Enquanto afirma que “a frente evangélica não é puxadinho do bolsonarismo”, do qual aliás já foi um fiel escudeiro, ele também diz que ela “não serve para atender a interesses do atual presidente”.
Sinaliza, no entanto, que Lula tem algum apreço seu. Se o rotularem de assecla do governo por prestigiar “políticas públicas que de alguma forma têm beneficiado nossa gente [os crentes], pois pegam a base da pirâmide social, aí eu não posso fazer nada”.
Otoni critica a esquerda de forma geral, mas diz que não lhe cabe “ficar xingando Lula”, numa reprise do “comportamento beligerante que um dia já tive” contra o PT.
Silas Malafaia não se furta a elogiar Gilberto Nascimento, que é decano da bancada e tem seu apoio nas eleições gerais. Seria um “deputado moderado, agradável a todos, de mais de dez mandatos”.
A Otoni reserva tom ríspido: “É um vira-casaca que até poucos dias era defensor intransigente de Jair Bolsonaro [PL], e agora ataca Bolsonaro e defende o governo Lula por causa de interesses. A questão é que o governo joga pesado para influenciar a decisão de quem vai ser o presidente. Estão desesperados”.

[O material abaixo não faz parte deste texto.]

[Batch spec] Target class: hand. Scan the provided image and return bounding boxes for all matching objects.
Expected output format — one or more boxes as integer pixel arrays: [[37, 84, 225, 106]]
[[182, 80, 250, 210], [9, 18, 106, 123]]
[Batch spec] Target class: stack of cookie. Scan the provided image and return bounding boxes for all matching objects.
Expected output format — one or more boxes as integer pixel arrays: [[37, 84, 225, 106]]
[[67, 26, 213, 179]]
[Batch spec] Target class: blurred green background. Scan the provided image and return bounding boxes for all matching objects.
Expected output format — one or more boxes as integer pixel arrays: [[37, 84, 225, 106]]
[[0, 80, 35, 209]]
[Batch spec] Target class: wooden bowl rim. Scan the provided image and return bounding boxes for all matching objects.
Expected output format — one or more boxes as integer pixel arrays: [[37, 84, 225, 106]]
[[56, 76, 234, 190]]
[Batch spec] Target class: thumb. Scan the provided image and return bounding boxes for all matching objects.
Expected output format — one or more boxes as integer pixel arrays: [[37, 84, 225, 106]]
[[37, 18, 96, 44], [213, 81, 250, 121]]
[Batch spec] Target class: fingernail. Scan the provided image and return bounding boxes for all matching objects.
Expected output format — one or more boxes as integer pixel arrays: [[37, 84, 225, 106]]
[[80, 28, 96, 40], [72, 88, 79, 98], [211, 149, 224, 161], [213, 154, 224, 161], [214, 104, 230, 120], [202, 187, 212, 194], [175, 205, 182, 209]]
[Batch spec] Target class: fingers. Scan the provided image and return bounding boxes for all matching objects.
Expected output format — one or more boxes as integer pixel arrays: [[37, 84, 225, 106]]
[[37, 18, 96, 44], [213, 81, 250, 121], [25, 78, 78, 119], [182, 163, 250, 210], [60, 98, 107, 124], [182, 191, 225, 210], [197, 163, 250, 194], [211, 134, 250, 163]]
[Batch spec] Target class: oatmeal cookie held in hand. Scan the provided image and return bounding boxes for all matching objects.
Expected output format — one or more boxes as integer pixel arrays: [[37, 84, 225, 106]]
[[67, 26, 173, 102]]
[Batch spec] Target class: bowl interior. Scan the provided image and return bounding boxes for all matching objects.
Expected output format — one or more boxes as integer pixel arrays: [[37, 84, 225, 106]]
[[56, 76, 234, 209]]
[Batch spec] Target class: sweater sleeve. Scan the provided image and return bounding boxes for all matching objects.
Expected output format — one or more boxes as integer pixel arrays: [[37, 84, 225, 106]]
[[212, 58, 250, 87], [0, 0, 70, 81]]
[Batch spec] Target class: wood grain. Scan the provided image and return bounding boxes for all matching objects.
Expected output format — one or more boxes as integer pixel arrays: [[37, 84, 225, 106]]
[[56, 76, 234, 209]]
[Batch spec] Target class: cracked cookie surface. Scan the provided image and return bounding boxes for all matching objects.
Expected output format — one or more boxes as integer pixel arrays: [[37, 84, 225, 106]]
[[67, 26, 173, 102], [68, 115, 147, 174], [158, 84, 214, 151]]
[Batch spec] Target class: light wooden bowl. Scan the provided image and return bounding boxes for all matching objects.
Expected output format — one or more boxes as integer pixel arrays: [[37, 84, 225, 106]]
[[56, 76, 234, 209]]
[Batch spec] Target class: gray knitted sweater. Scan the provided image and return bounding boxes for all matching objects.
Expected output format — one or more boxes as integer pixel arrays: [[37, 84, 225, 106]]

Otoni seria a bola lulista da vez, segundo deputados que lhe fazem oposição na bancada. Ele é pastor do Ministério Madureira da Assembleia de Deus e já foi soldado aplicado da tropa de choque bolsonarista. Em 2022, praguejou contra “Luladrão” no Congresso e disse que receberia “vagabundos” como militantes petistas “na bala”.
No ano passado, contudo, seu passe ideológico mudou após se aliar no Rio ao prefeito reeleito Eduardo Paes (PSD). Agora, ele é visto como uma ponte possível entre a esquerda e os evangélicos -e uma mais eficaz do que a parceria com pastores progressistas, de alcance reduzido na malha evangélica.
Otoni apareceu em outubro à frente de uma bênção coletiva a Lula, em foto capturada pelo fotógrafo oficial do petista, Ricardo Stuckert. O presidente havia sancionado na ocasião uma lei que criou o Dia Nacional da Música Gospel, gesto lido como afago à base evangélica, que lhe dá índices de rejeição maiores do que a média em pesquisas.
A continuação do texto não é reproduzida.